No viene al caso, ¡pero cuánto odio seguir conociendo, desconociendo, reconociendo! ¡Es agotador! Es agotador responder cada mensaje con el mismo entusiasmo, sin perder el interés. Es agotador concertar una cita: arreglarme, rearreglarme, presentarme y desarreglarme. ¡Presentarme! Y conversar… Conversar sobre temas similares una y otra vez. Los mismos traumas, las mismas ideas, el mismo pasado vivido y revivido, siendo retorcido cita tras cita, como un Rubik’s Cube, ¡hasta los chistes comparten una misma célula!

Estoy harta del suspenso después del encuentro, de las preguntas que me hago camino a casa, o las que pienso debí hacerme. Me toca el nervio lo que llega demasiado pronto o no llega; la intuición gritando desde el otro lado de la calle, ¡que esperas para irte?, mientras acepto a media voz otra cerveza; y al final, las risas que dejamos en el bar quedan comprimidas en cápsulas, de esas que te vendería una chica muy guapa en un infocomercial urgiendo a que llames antes de perder la oferta para ganarte otra cápsula por la casa.

Suspiro. Es todo lo que queda por hacer cuando miro un par de ojos risueños observándome del otro lado de la mesa; ojos que no me miran como he mirado yo otros ojos: con la ilusión desbordada por el lagrimal y el despiste colgando de las pestañas. Es la ilusión que no se come, pero alimenta la que va llenando mi panza hasta dejarme nauseabunda y pesada. Es el hambre sin apetito. Pero río y suspiro; sonrío, mientras arranco con mis uñas la etiqueta de otra botella y espero que estalle la Tercera Guerra Mundial.

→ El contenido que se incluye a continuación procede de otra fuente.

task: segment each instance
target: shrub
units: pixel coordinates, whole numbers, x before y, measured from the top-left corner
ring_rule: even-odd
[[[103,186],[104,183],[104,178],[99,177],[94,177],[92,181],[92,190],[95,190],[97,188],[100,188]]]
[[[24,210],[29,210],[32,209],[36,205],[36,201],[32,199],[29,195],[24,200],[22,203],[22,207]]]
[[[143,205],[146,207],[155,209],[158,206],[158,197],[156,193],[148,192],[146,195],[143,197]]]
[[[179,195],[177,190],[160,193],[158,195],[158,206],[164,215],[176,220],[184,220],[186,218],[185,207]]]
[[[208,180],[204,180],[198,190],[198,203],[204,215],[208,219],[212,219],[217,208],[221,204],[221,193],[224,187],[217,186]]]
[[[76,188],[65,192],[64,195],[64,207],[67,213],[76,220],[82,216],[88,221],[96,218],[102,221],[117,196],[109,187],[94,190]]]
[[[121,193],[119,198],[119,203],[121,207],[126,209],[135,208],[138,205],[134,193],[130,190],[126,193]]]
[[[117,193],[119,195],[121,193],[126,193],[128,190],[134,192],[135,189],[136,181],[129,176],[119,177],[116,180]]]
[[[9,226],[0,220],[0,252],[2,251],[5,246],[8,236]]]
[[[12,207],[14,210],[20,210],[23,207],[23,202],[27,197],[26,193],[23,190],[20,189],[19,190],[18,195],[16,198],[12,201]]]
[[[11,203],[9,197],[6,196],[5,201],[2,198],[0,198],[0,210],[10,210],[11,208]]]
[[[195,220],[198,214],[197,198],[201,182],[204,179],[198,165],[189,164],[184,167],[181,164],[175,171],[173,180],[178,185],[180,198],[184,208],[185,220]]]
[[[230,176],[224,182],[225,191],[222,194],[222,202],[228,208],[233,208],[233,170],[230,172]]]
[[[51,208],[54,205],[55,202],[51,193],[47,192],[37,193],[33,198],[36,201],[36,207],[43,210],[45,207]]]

Siento el impulso de decir ¡ya no más! Cerrar con furia todas las puertas y ventanas de mi alma; tirar al infinito, como un tornado, todo lo que estorba: lugares, nombres y fechas; desprender de mis paredes lo vivido, lo olvidado y suprimido, hasta dejar mi memoria en los huesos, ¡tábula rasa y puro desconcierto! Pero si no hay quien escuche los puertazos, ¿realmente pasó? Soy un tronco caído, a mitad del bosque, víctima de mi propia imaginación; una estatua decapitada, sentada en un bar, a merced de la especulación y los vaivenes del mercado.